Thursday, April 7, 2011

The sad distortion of original sources.

I'd like to link a few things here. Yesterday, the Herald, bless it's little tabloid heart, printed an article stating that scientists had confirmed a link between living close to motorways and pre-term births. As with any science reporting in the herald, I took it with a shipping container of salt and moved on. It popped up again in my reading today on where Jim McVeigh pointed out the various problems with the supposed finding in the article. Even better, these were problems that the authors themselves had identified - you tend to get more pre-term births in lower socio-economic groups and you tend to get more people from lower socio-economic groups living next to motorways.

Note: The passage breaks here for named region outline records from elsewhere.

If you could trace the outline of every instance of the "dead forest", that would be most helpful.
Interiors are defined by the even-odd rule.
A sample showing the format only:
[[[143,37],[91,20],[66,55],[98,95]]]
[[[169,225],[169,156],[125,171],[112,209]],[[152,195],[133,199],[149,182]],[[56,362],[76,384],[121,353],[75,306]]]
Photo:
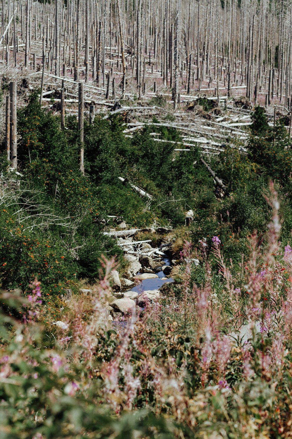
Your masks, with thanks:
[[[184,134],[178,150],[195,143],[218,154],[227,133],[244,140],[239,127],[250,124],[251,107],[236,108],[232,98],[240,96],[265,105],[271,124],[268,109],[278,106],[290,115],[291,131],[292,26],[287,0],[2,0],[1,78],[7,89],[18,82],[1,104],[13,167],[13,108],[26,96],[18,93],[16,100],[17,86],[40,88],[40,102],[60,111],[63,127],[66,114],[78,115],[81,142],[84,114],[92,121],[95,114],[127,111],[130,136],[143,119],[159,119],[151,101],[157,96],[173,108],[173,126]],[[232,112],[222,117],[219,111],[202,125],[186,112],[200,97]]]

Even at this I probably would have usually hrmmed in a disapproving tone and moved on. A week or so ago though, I read a Ben Goldacre at Bad Science, in one of his usual superbly written columns, opined that it would be quite good if we could get the newspapers to link to the original source in their online editions. Not only would this have the effect of allowing people easy access to follow up stories they found interesting, it would also give punters such as me a little more confidence in their reporting. It's not that I would go and look up every link they provided, it's the knowledge that I could if I wanted to that would be comforting. Some of the science reporting in the Herald could very well be good reporting. I've caught it out a sufficient number of times now though, that I just don't trust it. This could fix that. Not, of course, that I think they would ever do something like that. Removes to many opportunities to scare their public.